The ACT National Parks Association used a budget submission to the ACT government to urge the development of the park which would rebrand many ACT nature reserves as protected areas.

The proposed park, stretching from Mulligan's Flat in the north to Wanniassa in the south, aims to protect endangered lowland grassy woodlands, particularly yellow-box red-gum ecosystems.

The reserves are a stronghold for many endangered species, including the golden sun moth, button wrinklewort, superb parrot and grassland earless dragon.

The idea was first pitched early last year and a report by the then ACT Commissioner for Sustainability and the Environment Maxine Cooper, published in July, lent support to an investigation.

The association president Rod Griffiths said rebranding urban reserves as national park would afford the imperiled ecosystems greater protection.


He said the proposed area was subject to planning pressures.

''Along the northern border of the ACT there is the potential to maintain a magnificent crescent of land that would link up existing reserves and support threatened grassy woodlands,'' he said.
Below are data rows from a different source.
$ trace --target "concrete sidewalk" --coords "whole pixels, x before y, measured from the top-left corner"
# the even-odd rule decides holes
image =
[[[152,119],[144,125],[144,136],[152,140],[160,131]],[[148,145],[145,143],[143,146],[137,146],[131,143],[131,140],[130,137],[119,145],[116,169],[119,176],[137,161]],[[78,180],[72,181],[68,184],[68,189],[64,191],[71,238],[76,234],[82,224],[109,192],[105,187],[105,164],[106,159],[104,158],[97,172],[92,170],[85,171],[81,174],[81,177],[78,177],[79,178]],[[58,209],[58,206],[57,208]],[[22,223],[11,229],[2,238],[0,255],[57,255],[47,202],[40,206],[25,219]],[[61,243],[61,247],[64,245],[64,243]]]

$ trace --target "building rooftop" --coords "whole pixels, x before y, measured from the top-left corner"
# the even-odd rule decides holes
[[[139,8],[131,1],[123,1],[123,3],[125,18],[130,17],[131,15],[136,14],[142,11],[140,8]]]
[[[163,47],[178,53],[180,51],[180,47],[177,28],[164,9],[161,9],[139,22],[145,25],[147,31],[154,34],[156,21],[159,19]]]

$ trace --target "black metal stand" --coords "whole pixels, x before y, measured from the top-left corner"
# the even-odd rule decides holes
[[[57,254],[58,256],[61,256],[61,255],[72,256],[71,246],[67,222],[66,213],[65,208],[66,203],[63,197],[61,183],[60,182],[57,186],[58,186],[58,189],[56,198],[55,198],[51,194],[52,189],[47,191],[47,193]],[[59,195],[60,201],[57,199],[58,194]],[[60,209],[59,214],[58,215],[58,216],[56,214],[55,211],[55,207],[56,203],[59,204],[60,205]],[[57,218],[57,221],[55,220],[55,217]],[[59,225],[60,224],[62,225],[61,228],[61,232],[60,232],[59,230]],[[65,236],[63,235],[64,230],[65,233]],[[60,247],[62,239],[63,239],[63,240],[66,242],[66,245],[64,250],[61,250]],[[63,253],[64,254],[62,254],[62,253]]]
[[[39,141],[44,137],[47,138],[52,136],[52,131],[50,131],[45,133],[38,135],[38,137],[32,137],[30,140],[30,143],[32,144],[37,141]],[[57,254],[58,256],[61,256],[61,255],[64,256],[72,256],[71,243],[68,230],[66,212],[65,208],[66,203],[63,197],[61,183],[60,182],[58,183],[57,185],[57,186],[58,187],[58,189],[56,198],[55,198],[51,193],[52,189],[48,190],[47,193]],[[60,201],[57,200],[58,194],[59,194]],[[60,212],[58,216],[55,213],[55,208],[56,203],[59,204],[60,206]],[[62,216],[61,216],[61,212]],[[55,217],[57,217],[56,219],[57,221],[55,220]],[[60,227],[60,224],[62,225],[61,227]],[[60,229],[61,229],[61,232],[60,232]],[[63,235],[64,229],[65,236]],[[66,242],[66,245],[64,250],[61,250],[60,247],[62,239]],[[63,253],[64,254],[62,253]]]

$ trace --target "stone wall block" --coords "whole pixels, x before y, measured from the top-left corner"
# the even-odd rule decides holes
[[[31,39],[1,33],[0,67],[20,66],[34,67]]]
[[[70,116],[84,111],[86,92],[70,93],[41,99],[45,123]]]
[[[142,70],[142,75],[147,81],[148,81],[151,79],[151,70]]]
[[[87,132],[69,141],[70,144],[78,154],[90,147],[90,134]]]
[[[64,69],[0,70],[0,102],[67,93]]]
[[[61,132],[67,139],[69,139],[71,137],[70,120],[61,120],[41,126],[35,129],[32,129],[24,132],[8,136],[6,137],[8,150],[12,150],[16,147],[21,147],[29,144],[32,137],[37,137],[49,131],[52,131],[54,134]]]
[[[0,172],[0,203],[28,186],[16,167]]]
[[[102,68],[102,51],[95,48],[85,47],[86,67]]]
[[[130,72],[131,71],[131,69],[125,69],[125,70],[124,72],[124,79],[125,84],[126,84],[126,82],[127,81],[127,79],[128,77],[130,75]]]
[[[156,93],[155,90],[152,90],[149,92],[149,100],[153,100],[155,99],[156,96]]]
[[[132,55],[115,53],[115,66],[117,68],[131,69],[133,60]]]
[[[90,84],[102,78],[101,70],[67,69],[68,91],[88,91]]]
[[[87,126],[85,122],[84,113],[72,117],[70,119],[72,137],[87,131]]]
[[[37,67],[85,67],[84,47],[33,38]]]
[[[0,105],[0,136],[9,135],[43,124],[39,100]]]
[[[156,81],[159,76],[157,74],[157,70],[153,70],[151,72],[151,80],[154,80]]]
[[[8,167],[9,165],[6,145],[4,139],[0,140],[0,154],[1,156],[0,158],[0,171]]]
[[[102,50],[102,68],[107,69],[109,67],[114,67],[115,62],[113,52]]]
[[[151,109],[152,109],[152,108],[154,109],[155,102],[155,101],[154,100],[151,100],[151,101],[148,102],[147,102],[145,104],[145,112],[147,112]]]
''One of the key recommendations to come out of the investigation was about improving the condition and resilience of our nature reserves by improving connectivity between them.

''Without the maintenance of biodiversity corridors that join them, our reserves become vulnerable islands,'' Mr Griffiths said.

''The creation of a new national park … would be a major achievement for the ACT and would be recognised both nationally and internationally.''

If approved, the bushland would be the ACT's second national park.

Namadgi National Park covers 46 per cent of the ACT and is the most northern park in a 1.6 million hectare chain of protected areas that form the Australian Alps national parks across NSW, the ACT and Victoria.